Run mstt --help for more CLI options.

Creating Custom Plugins

MSTT is designed to be extensible through a plugin system. You can create your own STT model plugins and register them with MSTT.

Plugin Structure

A plugin typically consists of:

  1. A Model Implementation: A Python class that inherits from mstt.models.STTModel and implements the transcribe method.
  2. A Registration Module: A Python module that registers your model with MSTT using the mstt.register_model decorator.

Example: A Simple Custom Plugin

Let's say you want to create a plugin for a hypothetical MyCustomSTT model. You would create a Python package (e.g., mstt_mycustom):

mstt_mycustom/
├── pyproject.toml
├── src/
│   └── mstt_mycustom/
│       ├── __init__.py
│       ├── models.py
│       └── register.py

src/mstt_mycustom/models.py:

from mstt.models import STTModel, TranscriptionResult

class MyCustomSTTModel(STTModel):
    def __init__(self, model_id: str, device: str = "cpu"):
        super().__init__(model_id, device)
        # Initialize your custom model here
        print(f"Initializing MyCustomSTTModel with ID: {model_id} on device: {device}")

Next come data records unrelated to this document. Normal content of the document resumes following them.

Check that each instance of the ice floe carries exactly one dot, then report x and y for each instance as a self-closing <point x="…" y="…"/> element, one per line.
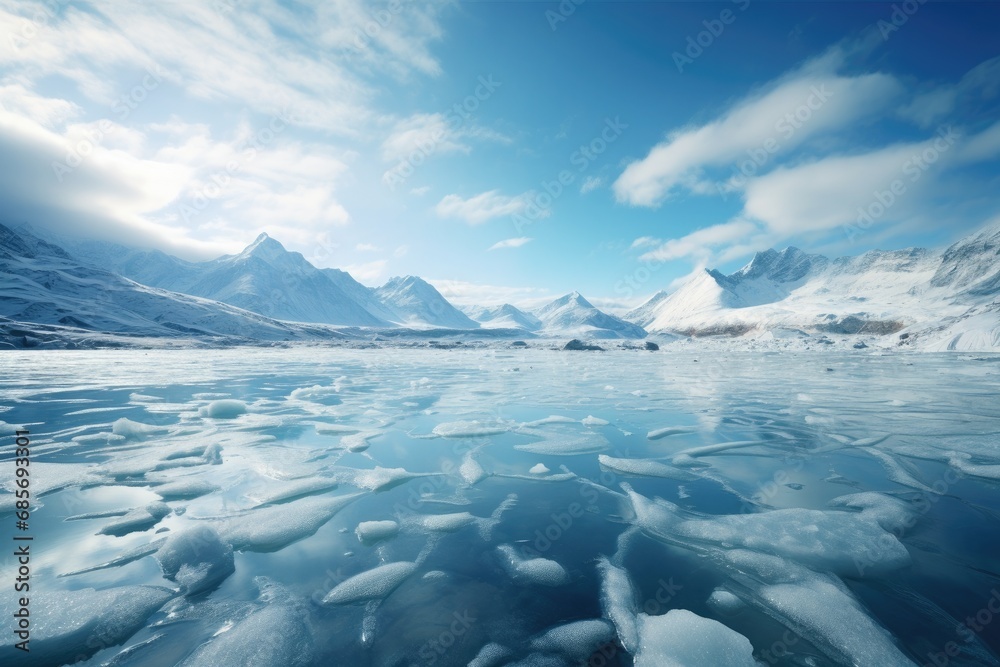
<point x="577" y="640"/>
<point x="681" y="638"/>
<point x="528" y="571"/>
<point x="69" y="625"/>
<point x="374" y="584"/>
<point x="196" y="559"/>
<point x="618" y="602"/>
<point x="226" y="408"/>
<point x="373" y="532"/>
<point x="276" y="526"/>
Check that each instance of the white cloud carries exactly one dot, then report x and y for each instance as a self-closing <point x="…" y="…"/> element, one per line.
<point x="590" y="184"/>
<point x="510" y="243"/>
<point x="482" y="207"/>
<point x="272" y="58"/>
<point x="426" y="133"/>
<point x="644" y="242"/>
<point x="795" y="108"/>
<point x="934" y="104"/>
<point x="462" y="293"/>
<point x="700" y="245"/>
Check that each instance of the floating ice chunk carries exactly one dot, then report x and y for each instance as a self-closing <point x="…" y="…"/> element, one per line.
<point x="446" y="523"/>
<point x="51" y="477"/>
<point x="275" y="636"/>
<point x="197" y="559"/>
<point x="897" y="472"/>
<point x="705" y="450"/>
<point x="818" y="607"/>
<point x="276" y="526"/>
<point x="226" y="408"/>
<point x="491" y="655"/>
<point x="129" y="556"/>
<point x="140" y="518"/>
<point x="541" y="571"/>
<point x="551" y="419"/>
<point x="655" y="517"/>
<point x="672" y="430"/>
<point x="184" y="489"/>
<point x="568" y="445"/>
<point x="131" y="430"/>
<point x="297" y="489"/>
<point x="72" y="625"/>
<point x="577" y="640"/>
<point x="644" y="468"/>
<point x="380" y="479"/>
<point x="890" y="513"/>
<point x="358" y="442"/>
<point x="681" y="638"/>
<point x="371" y="585"/>
<point x="852" y="543"/>
<point x="317" y="394"/>
<point x="870" y="442"/>
<point x="469" y="429"/>
<point x="725" y="603"/>
<point x="618" y="602"/>
<point x="373" y="532"/>
<point x="471" y="471"/>
<point x="97" y="515"/>
<point x="842" y="542"/>
<point x="962" y="461"/>
<point x="540" y="660"/>
<point x="334" y="429"/>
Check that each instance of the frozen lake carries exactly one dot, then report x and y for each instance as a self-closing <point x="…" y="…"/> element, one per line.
<point x="399" y="507"/>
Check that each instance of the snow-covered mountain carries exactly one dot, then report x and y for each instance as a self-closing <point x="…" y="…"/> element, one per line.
<point x="362" y="295"/>
<point x="42" y="284"/>
<point x="267" y="279"/>
<point x="572" y="315"/>
<point x="418" y="304"/>
<point x="878" y="293"/>
<point x="505" y="316"/>
<point x="644" y="314"/>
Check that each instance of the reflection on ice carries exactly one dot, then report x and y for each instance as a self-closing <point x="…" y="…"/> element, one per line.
<point x="418" y="507"/>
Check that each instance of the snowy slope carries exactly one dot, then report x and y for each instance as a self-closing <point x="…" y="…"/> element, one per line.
<point x="505" y="316"/>
<point x="572" y="315"/>
<point x="876" y="293"/>
<point x="418" y="304"/>
<point x="267" y="279"/>
<point x="145" y="266"/>
<point x="645" y="313"/>
<point x="264" y="278"/>
<point x="362" y="295"/>
<point x="43" y="284"/>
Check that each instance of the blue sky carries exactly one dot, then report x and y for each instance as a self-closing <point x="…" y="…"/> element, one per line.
<point x="430" y="138"/>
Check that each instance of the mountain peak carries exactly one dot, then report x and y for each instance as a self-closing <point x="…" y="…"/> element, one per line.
<point x="264" y="245"/>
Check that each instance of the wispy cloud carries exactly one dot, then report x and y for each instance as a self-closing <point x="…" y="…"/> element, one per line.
<point x="590" y="184"/>
<point x="464" y="293"/>
<point x="510" y="243"/>
<point x="806" y="103"/>
<point x="482" y="207"/>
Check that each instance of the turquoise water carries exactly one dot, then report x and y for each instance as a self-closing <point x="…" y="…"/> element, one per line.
<point x="814" y="427"/>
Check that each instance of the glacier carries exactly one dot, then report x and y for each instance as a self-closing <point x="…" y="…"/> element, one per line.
<point x="613" y="508"/>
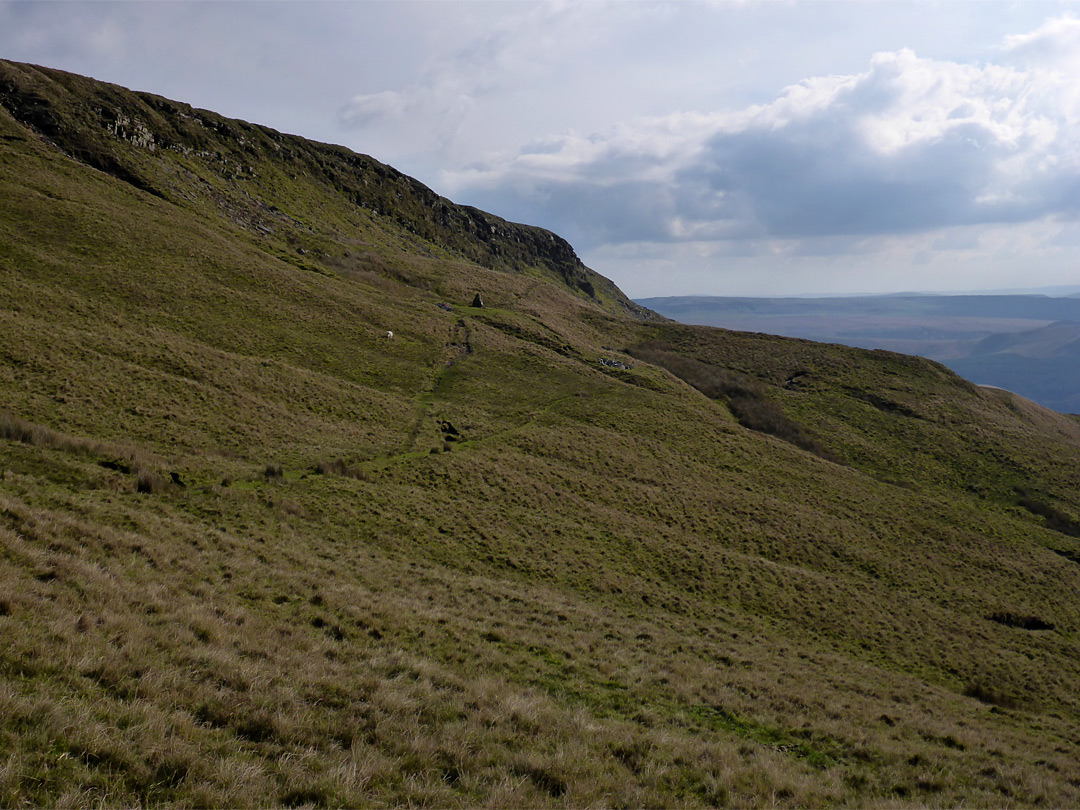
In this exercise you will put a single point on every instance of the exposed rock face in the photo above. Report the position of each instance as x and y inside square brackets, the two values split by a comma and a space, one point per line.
[117, 131]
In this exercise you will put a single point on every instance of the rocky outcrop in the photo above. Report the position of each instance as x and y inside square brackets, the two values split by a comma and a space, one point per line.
[119, 131]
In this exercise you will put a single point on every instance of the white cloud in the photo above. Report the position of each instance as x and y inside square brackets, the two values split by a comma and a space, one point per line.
[909, 145]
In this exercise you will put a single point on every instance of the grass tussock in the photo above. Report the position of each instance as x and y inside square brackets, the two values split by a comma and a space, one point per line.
[342, 468]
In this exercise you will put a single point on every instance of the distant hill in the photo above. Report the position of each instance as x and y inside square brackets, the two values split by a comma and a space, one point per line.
[289, 518]
[1020, 342]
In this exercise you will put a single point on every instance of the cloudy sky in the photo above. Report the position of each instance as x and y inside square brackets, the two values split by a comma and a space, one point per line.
[726, 147]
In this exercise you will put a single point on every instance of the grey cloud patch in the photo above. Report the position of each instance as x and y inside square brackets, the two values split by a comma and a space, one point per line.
[820, 178]
[909, 146]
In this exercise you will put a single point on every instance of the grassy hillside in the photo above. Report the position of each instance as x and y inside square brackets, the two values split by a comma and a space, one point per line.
[255, 553]
[1026, 343]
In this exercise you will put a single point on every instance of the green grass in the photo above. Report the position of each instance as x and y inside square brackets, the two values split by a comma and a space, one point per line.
[602, 586]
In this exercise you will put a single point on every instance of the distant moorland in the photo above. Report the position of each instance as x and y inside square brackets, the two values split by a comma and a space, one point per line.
[1026, 343]
[289, 518]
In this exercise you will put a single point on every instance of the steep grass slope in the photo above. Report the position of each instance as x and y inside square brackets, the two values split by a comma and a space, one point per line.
[253, 552]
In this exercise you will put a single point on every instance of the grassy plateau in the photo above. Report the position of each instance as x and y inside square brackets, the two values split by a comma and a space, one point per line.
[555, 551]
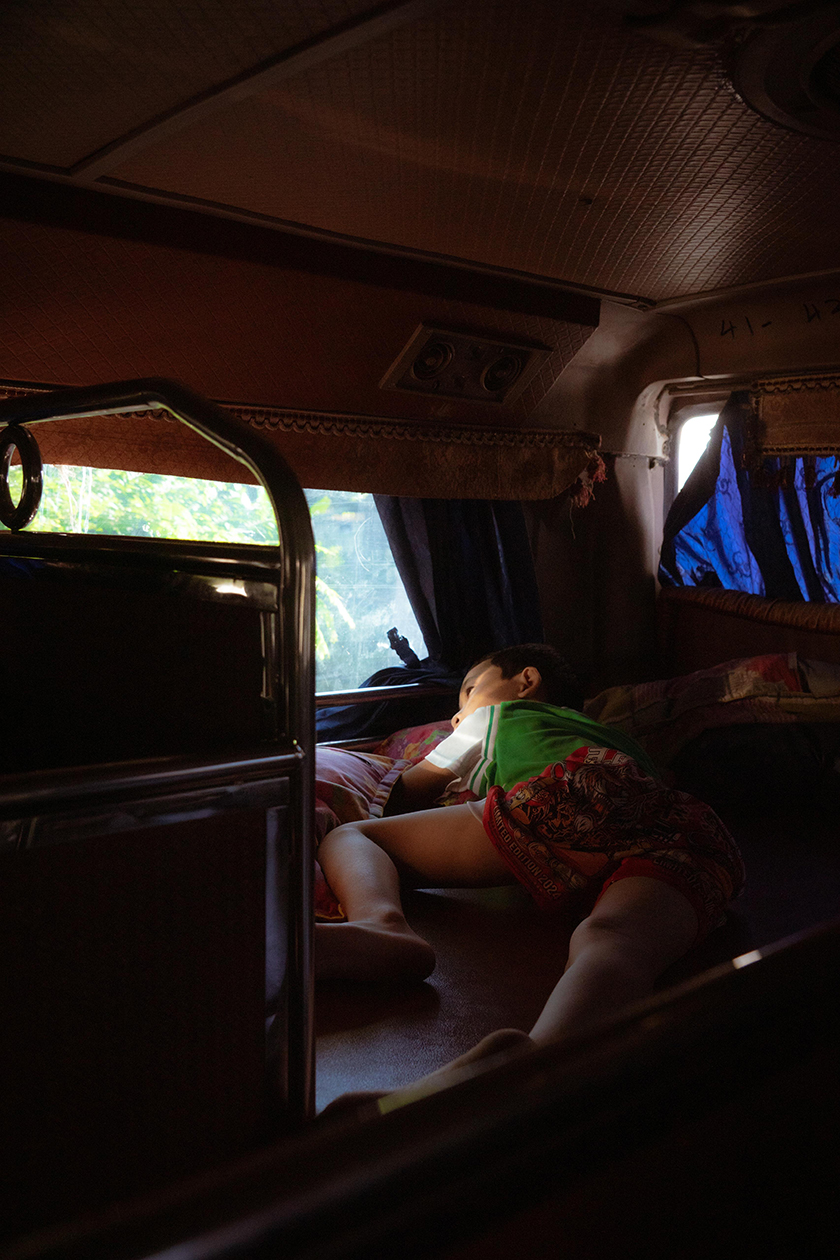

    def transcribe(self, audio_file_path: str) -> TranscriptionResult:
        # Implement your transcription logic here
        # This is a placeholder for demonstration
        print(f"Transcribing {audio_file_path} using MyCustomSTTModel")
        dummy_text = "This is a custom transcription result."
        dummy_segments = [
            {"start": 0.0, "end": 2.0, "text": "This is a custom"},
            {"start": 2.1, "end": 4.0, "text": "transcription result."}
        ]
        return TranscriptionResult(text=dummy_text, segments=dummy_segments)

src/mstt_mycustom/register.py:

from mstt import register_model
from .models import MyCustomSTTModel

@register_model("mycustom")
def register_mycustom_model():
    return MyCustomSTTModel

pyproject.toml (important for plugin discovery):

[project.entry-points.mstt]
mycustom = "mstt_mycustom.register"

Installing Your Plugin

After setting up your plugin package, you can install it in editable mode for development:

pip install -e /path/to/your/mstt_mycustom

Or, if you package it, install it like any other Python package:

pip install mstt-mycustom

Once installed, MSTT will automatically discover and load your mycustom model, and you can use it like any other built-in model:

from mstt import MSTT

mstt = MSTT(model_id="mycustom")
result = mstt.transcribe("path/to/your/audio.wav")
print(result.text)

Contributing

We welcome contributions to MSTT! If you'd like to contribute, please follow these steps:

  1. Fork the repository.
  2. Create a new branch (git checkout -b feature/your-feature-name).
  3. Make your changes.
  4. Write and run tests (pytest).
  5. Commit your changes (git commit -am 'Add new feature').
  6. Push to the branch (git push origin feature/your-feature-name).
  7. Create a new Pull Request.

License

This project is licensed under the Apache License, Version 2.0 - see the LICENSE file for details.

Project details


Download files

Download the file for your platform. If you're not sure which to choose, learn more about installing packages.

Source Distribution

mstt-0.2.0.tar.gz (6.8 kB view details)

Uploaded Source

Built Distribution

If you're not sure about the file name format, learn more about wheel file names.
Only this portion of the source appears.